Tuesday, 13 July 2010

Panel puts off delivery of draft acid law


via Khmer NZ

Tuesday, 13 July 2010 15:02 Mom Kunthear

A GOVERNMENT committee tasked with formulating a law to curb acid crimes decided to delay sending its final draft to the Council of Ministers, its deputy director said yesterday.

Ouk Kimlek, who is also an undersecretary of state at the Interior Ministry, said last month that he expected the committee to finalise the draft law and send it to the Council of Ministers before July 1. Yesterday, however, he said that although the draft had been completed, committee members wanted more time to reconsider specific provisions before sending it off.

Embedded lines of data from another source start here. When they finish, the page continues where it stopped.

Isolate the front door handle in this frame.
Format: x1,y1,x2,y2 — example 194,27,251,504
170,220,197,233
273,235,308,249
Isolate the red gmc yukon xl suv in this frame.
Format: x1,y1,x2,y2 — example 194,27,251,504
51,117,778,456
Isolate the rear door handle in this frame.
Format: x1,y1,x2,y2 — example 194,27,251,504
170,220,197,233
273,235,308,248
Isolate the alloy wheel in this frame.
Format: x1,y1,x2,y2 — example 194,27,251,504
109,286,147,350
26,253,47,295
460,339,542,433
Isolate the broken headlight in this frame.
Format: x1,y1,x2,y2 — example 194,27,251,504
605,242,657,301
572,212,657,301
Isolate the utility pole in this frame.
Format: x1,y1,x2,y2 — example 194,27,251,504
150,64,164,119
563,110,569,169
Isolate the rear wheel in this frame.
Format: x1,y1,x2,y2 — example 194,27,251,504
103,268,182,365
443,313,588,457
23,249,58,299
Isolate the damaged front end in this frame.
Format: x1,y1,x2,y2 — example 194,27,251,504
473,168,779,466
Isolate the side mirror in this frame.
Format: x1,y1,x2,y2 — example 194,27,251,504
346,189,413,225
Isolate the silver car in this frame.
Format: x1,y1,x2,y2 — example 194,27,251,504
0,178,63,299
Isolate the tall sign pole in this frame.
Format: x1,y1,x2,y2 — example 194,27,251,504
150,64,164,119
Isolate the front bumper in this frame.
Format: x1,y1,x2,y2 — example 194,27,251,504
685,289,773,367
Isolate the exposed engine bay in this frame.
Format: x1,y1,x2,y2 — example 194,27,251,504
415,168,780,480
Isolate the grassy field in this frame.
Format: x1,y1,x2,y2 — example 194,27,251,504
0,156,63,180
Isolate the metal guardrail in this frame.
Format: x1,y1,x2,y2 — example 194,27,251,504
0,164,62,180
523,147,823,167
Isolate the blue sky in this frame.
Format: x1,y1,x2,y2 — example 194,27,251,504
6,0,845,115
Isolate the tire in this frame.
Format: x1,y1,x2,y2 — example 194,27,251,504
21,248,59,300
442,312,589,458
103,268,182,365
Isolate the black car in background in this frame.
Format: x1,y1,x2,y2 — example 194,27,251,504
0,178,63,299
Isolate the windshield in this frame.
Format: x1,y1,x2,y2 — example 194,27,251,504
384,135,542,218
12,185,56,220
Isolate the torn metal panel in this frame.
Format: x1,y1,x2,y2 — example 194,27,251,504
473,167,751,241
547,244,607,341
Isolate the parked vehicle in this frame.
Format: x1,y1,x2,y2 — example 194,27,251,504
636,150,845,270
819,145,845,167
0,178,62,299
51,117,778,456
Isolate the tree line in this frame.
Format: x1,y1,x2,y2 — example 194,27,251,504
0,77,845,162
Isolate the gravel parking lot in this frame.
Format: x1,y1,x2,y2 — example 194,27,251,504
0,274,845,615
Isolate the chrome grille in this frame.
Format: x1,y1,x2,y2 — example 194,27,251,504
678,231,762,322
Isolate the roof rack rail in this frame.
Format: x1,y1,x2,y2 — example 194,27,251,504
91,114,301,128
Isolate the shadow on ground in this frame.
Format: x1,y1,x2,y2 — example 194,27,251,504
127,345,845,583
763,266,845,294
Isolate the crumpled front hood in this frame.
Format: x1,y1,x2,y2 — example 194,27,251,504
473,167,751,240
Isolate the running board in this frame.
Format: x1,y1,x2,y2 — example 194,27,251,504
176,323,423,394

In particular, he said the committee wanted to make sure the stiff sentences outlined in the draft – early versions of which called for maximum sentences of life imprisonment for serious acid crimes – were defensible. “To have a good law, we cannot spend a short time to do it because we don’t want to see this law have problems after it is approved, maybe because it lacks some points or it is not a complete law,” he said.

He cited as an example the proposed sentence of 10 years for intentional battery with acid, which is eight years longer than the current baseline sentence for intentional battery.

“Why is this law different from the others when it is the same charge? So that’s why we need to develop good reasons to support our law in order to protect it,” he said.

He added that he could not provide a concrete date by which the draft would be sent to the Council of Ministers, but said he hoped it would happen by the end of the year.

The committee was formed in February after a spate of attacks that began late last year, and committee members originally said they expected a draft law to be completed shortly after Khmer New Year.

Teng Savong, the committee’s director and a secretary of state at the Interior Ministry, said its members were still welcoming input from NGOs, legal experts and other observers.

Ziad Samman, coordinator of the Cambodian Acid Survivors Charity, said his organisation had recorded 16 acid attacks through the first six months of the year.